L’ideatore della cerimonia si è subito premurato a spiegare che il suo aveva voluto essere un omaggio a un banchetto pagano degli dei dell’Olimpo stimolato da un quadro fiammingo del 1600, a sua volta ispirato dal Cenacolo leonardesco. Ora, a parte il fatto che una rappresentazione degli dei dell’Olimpo mi sarebbe sembrata più consona alle Olimpiadi di Atene, rimane la constatazione che sulla testa della signora oversize a centrotavola ci fosse un’aureola dorata, aureola che rievoca inevitabilmente la luce che irradia dagli ostensori eucaristici.
Quando ho sentito il regista parlare di audacia, mi è tornata in mente la goliardia. Avevo uno zio che da giovane era stato un grande goliardo e, con un gruppo di amici, aveva inscenato una processione mariana molto blasfema. Per questa ragione era stato espulso da tutte le università del paese. All’epoca la società era ancora legata al detto popolare: «Scherza con i fanti, ma lascia stare i santi». Per capire la realtà bisogna andare a fondo delle parole. Da dove viene il termine «goliardo»? Deriva direttamente dal personaggio biblico di Golia perché come dice il Dizionario Etimologico Zanichelli: «Nel Medioevo la figura del gigante era diventata un personaggio leggendario, simboleggiante Satana e tutti i vizi. E in quanto tale protettore dei clerici ribaldi». I chierici vaganti erano giovani che avevano avuto accesso agli studi e sentendosi superiori si divertivano a deridere i sentimenti del popolo. Tutt’ora la goliardia è legata all’ambiente universitario ed è diffusa da studenti che non hanno ancora assunto la responsabilità della vita sulle proprie spalle.
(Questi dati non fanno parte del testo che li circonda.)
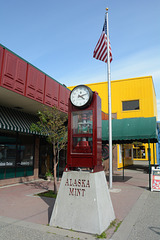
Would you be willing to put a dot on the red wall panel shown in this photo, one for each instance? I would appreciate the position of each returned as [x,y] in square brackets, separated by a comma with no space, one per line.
[20,78]
[51,92]
[35,84]
[9,70]
[1,59]
[14,73]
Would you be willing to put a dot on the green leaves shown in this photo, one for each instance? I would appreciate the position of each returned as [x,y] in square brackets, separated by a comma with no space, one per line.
[52,124]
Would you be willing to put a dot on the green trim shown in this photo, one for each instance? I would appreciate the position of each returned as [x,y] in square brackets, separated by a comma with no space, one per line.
[31,64]
[128,130]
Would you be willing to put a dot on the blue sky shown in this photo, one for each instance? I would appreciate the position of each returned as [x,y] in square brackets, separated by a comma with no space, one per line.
[59,38]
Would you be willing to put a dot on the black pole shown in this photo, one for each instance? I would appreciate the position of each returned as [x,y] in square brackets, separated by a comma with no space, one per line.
[123,161]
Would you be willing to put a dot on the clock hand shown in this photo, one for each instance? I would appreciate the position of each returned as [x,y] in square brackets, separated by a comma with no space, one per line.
[84,94]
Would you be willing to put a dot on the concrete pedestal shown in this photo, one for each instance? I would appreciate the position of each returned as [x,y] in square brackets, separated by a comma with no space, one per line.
[83,203]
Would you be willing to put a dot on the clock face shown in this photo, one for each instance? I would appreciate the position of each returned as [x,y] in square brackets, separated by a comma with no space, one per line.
[81,96]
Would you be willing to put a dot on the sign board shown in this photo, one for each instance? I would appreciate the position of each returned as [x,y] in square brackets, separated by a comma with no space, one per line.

In un paese che ha dato i natali a Rimbaud, a Matisse, a Mallarmé, a Proust il fatto che questa goliardica passerella venga difesa in quanto arte è imbarazzante, ma quello che è ancora più imbarazzante è leggere le giustificazioni a posteriori degli ideatori della cerimonia. Se io tiro un sacco di spazzatura addosso a qualcuno, penso evidentemente di avere le mie ragioni e dunque rivendico con orgoglio l’azione fatta. Ma se lo lancio e dico: «scusate vi è arrivata addosso perché il vento è cambiato, non era mia intenzione aggredirvi», dimostro di essere quello che con un termine ormai desueto ma molto bello si definisce «pusillanime».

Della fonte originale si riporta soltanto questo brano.